You can calculate LTV:CAC ratio by dividing your average customer lifetime value (over a given period) by the customer acquisition cost (over the same period). The ratio effectively measures the return on investment for each dollar your brand spends to acquire a new customer.
Lifetime Value (LTV): take the net revenue an average client provides your company over a period of time, and multiply times the amount of life you estimate a relationship with your clients lasts.
Example: if you charge your average client $500 per month and, on average, they stay as your clients for 10 months, your LTV will be $5.000.

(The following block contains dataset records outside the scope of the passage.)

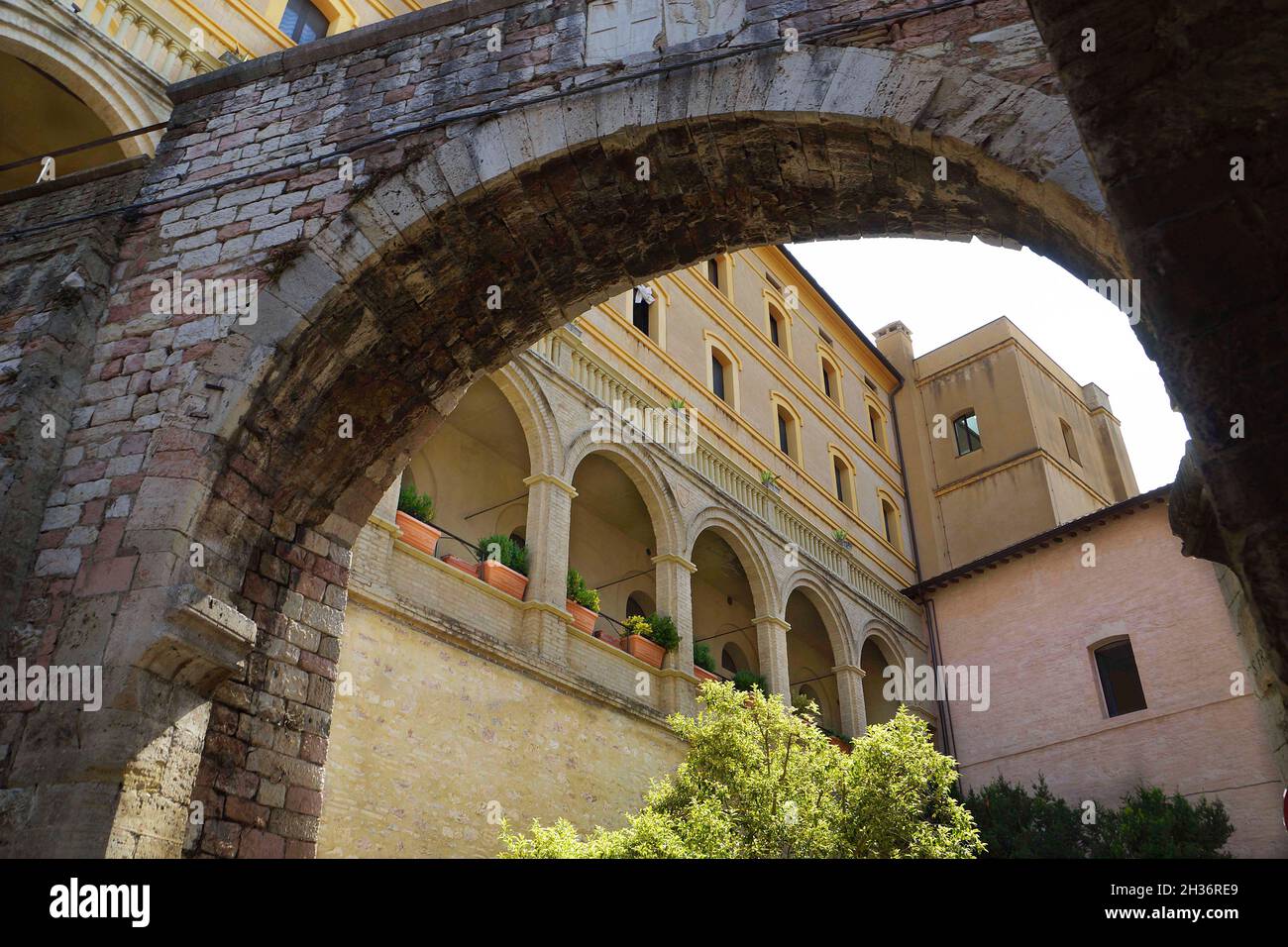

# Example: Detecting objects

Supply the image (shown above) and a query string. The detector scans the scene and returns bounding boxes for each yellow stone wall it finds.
[318,603,684,858]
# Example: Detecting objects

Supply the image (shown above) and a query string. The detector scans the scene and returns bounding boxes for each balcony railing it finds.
[532,329,921,633]
[56,0,224,84]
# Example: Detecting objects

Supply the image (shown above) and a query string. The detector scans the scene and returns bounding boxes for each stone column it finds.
[523,473,577,664]
[653,553,698,714]
[832,665,868,738]
[752,614,793,704]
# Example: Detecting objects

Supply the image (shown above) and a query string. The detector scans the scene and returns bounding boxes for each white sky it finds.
[789,239,1189,492]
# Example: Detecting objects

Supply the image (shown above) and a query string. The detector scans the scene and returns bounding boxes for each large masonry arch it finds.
[3,3,1169,856]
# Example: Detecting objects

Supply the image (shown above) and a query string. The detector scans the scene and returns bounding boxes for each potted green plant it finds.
[733,672,769,695]
[622,612,680,668]
[693,643,720,681]
[478,533,528,599]
[394,483,443,556]
[568,569,599,635]
[443,553,480,579]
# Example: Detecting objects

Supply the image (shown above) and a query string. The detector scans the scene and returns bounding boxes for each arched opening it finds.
[868,402,890,453]
[765,301,793,359]
[818,352,844,407]
[707,340,738,411]
[403,376,531,563]
[774,398,802,464]
[0,52,126,191]
[786,588,858,737]
[690,528,763,681]
[568,453,657,642]
[859,637,911,727]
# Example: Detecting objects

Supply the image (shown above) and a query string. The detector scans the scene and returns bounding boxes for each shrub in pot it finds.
[622,614,666,668]
[394,483,443,556]
[477,533,528,599]
[567,570,599,635]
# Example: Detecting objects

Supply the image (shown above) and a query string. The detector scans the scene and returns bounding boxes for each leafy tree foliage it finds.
[501,682,980,858]
[1089,786,1234,858]
[966,777,1087,858]
[965,777,1234,858]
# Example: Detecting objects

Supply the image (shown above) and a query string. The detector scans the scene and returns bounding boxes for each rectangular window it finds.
[953,411,980,458]
[1060,417,1082,466]
[881,500,899,549]
[277,0,331,43]
[631,300,652,335]
[1096,640,1145,716]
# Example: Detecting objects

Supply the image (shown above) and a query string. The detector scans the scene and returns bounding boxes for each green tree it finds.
[966,776,1087,858]
[1087,786,1234,858]
[501,682,982,858]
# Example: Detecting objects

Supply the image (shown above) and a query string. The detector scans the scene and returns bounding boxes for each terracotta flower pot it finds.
[480,559,528,600]
[396,510,443,556]
[443,553,480,579]
[568,599,599,635]
[626,635,666,668]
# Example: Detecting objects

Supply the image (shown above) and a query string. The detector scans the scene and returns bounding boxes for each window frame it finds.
[622,279,670,352]
[703,331,742,414]
[818,346,845,411]
[877,487,905,556]
[953,407,984,458]
[827,445,859,515]
[859,394,890,458]
[698,254,733,300]
[1087,635,1149,720]
[265,0,357,47]
[769,391,805,471]
[760,287,796,362]
[1056,417,1082,467]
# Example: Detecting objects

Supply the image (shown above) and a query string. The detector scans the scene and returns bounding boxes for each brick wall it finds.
[932,504,1288,857]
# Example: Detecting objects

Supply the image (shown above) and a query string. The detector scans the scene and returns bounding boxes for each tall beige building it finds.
[875,316,1138,576]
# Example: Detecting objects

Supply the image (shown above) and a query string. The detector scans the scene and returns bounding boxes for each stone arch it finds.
[855,618,912,661]
[492,362,563,481]
[683,506,783,617]
[562,430,683,553]
[206,48,1121,562]
[782,570,858,665]
[855,621,914,724]
[0,4,170,157]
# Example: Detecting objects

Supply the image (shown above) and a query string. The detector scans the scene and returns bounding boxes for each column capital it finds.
[652,553,698,575]
[523,474,577,497]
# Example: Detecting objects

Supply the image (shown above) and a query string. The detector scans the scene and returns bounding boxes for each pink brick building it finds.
[914,487,1288,857]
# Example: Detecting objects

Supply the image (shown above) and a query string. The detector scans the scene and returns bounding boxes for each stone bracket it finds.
[134,586,257,695]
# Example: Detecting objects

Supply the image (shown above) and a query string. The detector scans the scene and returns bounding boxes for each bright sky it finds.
[789,239,1189,492]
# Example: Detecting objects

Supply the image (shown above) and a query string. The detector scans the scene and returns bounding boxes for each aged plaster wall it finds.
[932,505,1288,857]
[318,601,684,858]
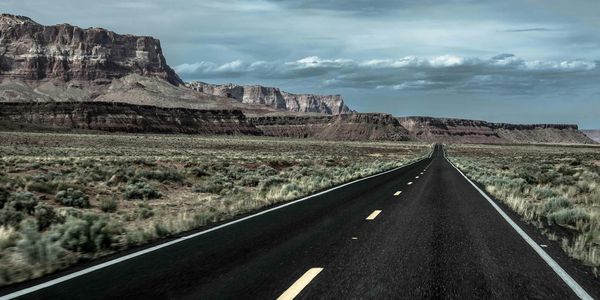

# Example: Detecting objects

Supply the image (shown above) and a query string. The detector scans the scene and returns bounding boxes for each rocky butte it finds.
[186,81,352,115]
[0,14,182,85]
[0,14,593,143]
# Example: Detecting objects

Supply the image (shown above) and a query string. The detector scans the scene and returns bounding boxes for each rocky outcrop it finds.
[0,102,262,135]
[0,14,182,85]
[398,117,593,144]
[249,113,410,141]
[186,82,351,115]
[581,129,600,143]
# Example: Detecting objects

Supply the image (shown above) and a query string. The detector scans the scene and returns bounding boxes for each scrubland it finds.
[0,132,430,285]
[448,145,600,276]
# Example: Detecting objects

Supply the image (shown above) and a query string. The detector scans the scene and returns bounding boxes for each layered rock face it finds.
[186,82,351,115]
[398,117,593,144]
[0,102,262,135]
[582,129,600,143]
[249,113,410,141]
[0,14,182,85]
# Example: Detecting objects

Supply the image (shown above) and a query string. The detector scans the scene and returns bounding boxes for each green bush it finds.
[53,214,123,253]
[548,208,590,226]
[5,192,39,214]
[139,169,183,182]
[0,205,26,227]
[239,175,260,187]
[135,206,154,220]
[194,181,233,194]
[531,186,557,200]
[124,181,162,200]
[56,188,90,208]
[34,202,63,230]
[17,220,70,272]
[0,186,10,208]
[100,196,118,213]
[260,176,288,193]
[27,181,56,194]
[0,192,39,227]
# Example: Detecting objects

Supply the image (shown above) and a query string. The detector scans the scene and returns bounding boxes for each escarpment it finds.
[249,113,410,141]
[186,82,352,115]
[398,117,593,144]
[0,102,262,135]
[0,14,182,85]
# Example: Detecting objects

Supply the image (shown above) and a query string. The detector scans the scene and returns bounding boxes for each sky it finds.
[0,0,600,128]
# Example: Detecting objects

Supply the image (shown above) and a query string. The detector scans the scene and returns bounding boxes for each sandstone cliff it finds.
[186,82,351,115]
[582,129,600,143]
[249,113,410,141]
[398,117,593,144]
[0,102,262,135]
[0,14,182,85]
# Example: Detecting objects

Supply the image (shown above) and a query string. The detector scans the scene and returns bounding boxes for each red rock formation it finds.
[0,102,262,135]
[0,14,182,85]
[186,82,352,115]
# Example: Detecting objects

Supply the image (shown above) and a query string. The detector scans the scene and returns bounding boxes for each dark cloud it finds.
[503,27,556,32]
[175,54,598,94]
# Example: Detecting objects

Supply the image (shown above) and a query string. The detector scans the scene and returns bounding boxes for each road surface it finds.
[0,146,600,299]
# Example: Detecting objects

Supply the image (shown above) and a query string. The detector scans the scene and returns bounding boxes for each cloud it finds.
[175,54,598,94]
[503,27,556,32]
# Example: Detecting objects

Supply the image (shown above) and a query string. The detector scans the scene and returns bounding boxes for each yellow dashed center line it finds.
[277,268,323,300]
[367,210,381,221]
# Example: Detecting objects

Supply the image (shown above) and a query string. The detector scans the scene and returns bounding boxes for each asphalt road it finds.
[0,146,600,299]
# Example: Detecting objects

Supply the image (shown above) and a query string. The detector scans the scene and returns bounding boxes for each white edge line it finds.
[444,157,594,300]
[0,157,427,300]
[277,268,323,300]
[365,210,381,221]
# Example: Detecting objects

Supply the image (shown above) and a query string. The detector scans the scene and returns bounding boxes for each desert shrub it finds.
[256,165,278,177]
[260,176,287,193]
[239,175,260,187]
[34,202,62,230]
[139,169,183,182]
[56,188,90,208]
[193,181,223,194]
[0,205,26,227]
[547,208,590,226]
[4,192,39,214]
[100,196,118,213]
[27,181,56,194]
[531,186,558,200]
[134,206,154,220]
[194,173,233,194]
[0,226,18,251]
[187,168,210,178]
[267,183,302,200]
[124,181,162,200]
[0,186,10,208]
[154,223,171,237]
[53,213,123,253]
[0,192,39,227]
[544,197,573,214]
[17,219,70,271]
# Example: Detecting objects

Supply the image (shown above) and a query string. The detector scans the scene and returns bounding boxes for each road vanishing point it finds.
[0,145,600,300]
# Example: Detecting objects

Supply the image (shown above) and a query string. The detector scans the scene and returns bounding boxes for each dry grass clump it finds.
[0,133,430,285]
[449,145,600,275]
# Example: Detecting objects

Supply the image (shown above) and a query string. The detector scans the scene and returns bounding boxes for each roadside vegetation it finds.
[448,145,600,276]
[0,132,430,285]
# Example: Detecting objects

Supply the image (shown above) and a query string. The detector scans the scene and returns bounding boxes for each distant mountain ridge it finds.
[0,14,183,85]
[186,81,352,115]
[0,14,593,143]
[398,117,594,144]
[581,129,600,143]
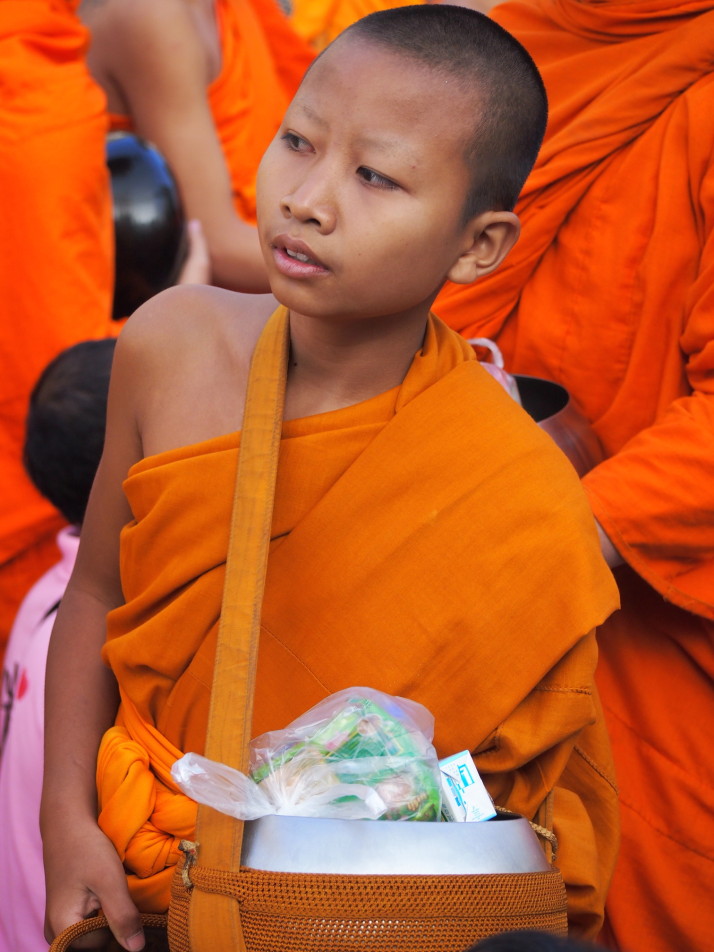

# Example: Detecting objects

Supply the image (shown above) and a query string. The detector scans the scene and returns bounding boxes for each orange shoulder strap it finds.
[189,307,288,952]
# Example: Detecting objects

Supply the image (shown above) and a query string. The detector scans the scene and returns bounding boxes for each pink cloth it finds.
[0,528,79,952]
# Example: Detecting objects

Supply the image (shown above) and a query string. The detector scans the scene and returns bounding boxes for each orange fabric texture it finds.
[0,0,113,646]
[290,0,413,50]
[98,312,618,934]
[110,0,314,223]
[435,0,714,952]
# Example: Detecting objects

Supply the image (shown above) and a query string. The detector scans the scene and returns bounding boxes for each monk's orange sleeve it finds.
[584,91,714,618]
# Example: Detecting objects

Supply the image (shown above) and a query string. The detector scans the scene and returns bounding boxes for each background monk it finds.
[42,6,618,949]
[435,0,714,952]
[0,0,113,654]
[0,338,116,952]
[80,0,314,291]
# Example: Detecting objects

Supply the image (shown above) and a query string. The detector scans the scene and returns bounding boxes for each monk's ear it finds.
[448,211,521,284]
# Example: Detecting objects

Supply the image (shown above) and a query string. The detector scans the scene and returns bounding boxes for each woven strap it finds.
[189,307,288,952]
[50,913,166,952]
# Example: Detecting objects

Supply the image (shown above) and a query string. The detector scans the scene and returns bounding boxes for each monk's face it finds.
[258,38,474,320]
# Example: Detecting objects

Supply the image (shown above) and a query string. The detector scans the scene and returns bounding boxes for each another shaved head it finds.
[328,4,548,220]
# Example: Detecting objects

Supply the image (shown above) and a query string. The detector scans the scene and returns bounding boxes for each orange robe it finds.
[290,0,414,50]
[0,0,113,654]
[98,321,618,934]
[110,0,314,223]
[435,0,714,952]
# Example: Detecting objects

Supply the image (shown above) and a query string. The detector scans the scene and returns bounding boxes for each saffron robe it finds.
[435,0,714,952]
[0,0,113,654]
[110,0,314,224]
[290,0,413,50]
[97,319,618,934]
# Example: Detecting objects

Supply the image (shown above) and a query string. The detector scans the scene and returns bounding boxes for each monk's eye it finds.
[281,132,310,152]
[357,165,399,188]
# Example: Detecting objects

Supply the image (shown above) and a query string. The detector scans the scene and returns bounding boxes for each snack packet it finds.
[172,688,441,820]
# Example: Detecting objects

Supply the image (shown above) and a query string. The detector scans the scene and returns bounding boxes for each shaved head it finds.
[327,4,548,220]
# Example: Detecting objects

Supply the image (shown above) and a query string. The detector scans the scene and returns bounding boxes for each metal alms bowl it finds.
[513,374,604,476]
[241,813,551,876]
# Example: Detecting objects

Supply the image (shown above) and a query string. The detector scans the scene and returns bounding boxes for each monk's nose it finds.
[280,176,336,232]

Client Acquisition Cost (CAC): take your cost sheets in excel and SUM how much you invest in marketing, sales and related expenses on a regular month. Then divide it times the amount of new clients you get each month. If your commercial expenses add to $5.000 and you usually acquire 5 new clients per month, your CAC will be $1.000.
LTV and CAC are even (1:1): it means the cost to acquire a customer is the same as the consumer’s lifetime value.
LTV is lower than CAC (1:1.25): Your startup is spending more to acquire a customer than it will ever make from that customer.
LTV is higher than CAC (4:1): it can expect to make 2 or 3 times what it spent to acquire a customer. A 3:1 ratio is a common benchmark for a “good” ratio. This is also a common number that venture capitalists and other investors want to see.
Often referred to simply as MRR, monthly recurring revenue is the amount of total monthly revenue generated from subscriptions.
This does not include one-time setup, onboarding or other non-recurring fees generated from a subscription. This non-recurring revenue should be reported under a separate P&L line item.
While on the surface MRR is a very straightforward metric, it can give you a crucial picture of how your subscription business is growing (or not).
This will tell your investor how high your selling price is above cost. High margins (above 75%) are indicative of profitable companies and scalable products. But there is a catch: in your pitch you will be asked to justify why can’t others sell at lower prices and steal your market. “Ay, there’s the rub…” For this, my friend, is the toughest question of them all: why YOU? We’ll leave that one for another time.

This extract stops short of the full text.